Also in the circle are Ethan Figman, already a prodigy at fifteen, an unattractive but personal boy with a talent for drawing a cartoon he calls Figland.  While he is drawn to Jules, she keeps their relationship in the friend zone.  Also in the group are Jonah Bay, the son of a famous folk singer, talented himself, but carrying a burdensome secret placed on him by one of his mother's former singing partners.
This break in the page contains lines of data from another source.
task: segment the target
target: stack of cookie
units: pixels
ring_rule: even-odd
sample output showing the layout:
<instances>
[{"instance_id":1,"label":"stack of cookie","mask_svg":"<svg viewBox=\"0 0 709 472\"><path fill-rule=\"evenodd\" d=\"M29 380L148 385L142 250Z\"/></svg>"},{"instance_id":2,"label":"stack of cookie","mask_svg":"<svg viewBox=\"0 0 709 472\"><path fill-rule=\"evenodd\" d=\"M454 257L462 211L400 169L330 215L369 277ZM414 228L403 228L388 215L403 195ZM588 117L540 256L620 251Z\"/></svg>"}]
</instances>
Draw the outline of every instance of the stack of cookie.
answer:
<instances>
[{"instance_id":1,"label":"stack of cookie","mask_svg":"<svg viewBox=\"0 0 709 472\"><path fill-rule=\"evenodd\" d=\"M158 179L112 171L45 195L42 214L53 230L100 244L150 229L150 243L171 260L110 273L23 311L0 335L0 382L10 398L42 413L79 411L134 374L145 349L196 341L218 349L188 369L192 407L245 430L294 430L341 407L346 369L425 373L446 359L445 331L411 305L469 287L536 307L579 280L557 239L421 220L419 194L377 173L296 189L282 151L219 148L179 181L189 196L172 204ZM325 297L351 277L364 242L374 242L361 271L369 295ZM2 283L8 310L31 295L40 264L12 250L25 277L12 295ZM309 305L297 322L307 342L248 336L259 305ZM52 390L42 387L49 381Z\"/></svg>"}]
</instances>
Rounding out the group is Kathy Kiplinger, a talented dancer already growing into too womanly a body for a future career.

Woltizer follows the teens as they maintain their friendship between camp summers, usually meeting at the Fox's New York City home, the Labyrinth.  An incident between Goodman and Kathy ends up changing their lives and the nature of their relationships.

Wolitzer sheds light on what happens to people living in the shadow of those they perceive as having it all.  Jules and her husband--not one of the circle of Interestings--live ordinary lives, sometimes touched by depression, and often by envy, particularly of Ethan and Ash. Ironically, these two, while financially successful, have to deal with a special needs child and with several family crises.Wolitzer also deals with the effect of secrets kept from marriage partners.

While she touches on lots of current events and social issues, Wolitzer primarily focuses on human relationships, love, and trust.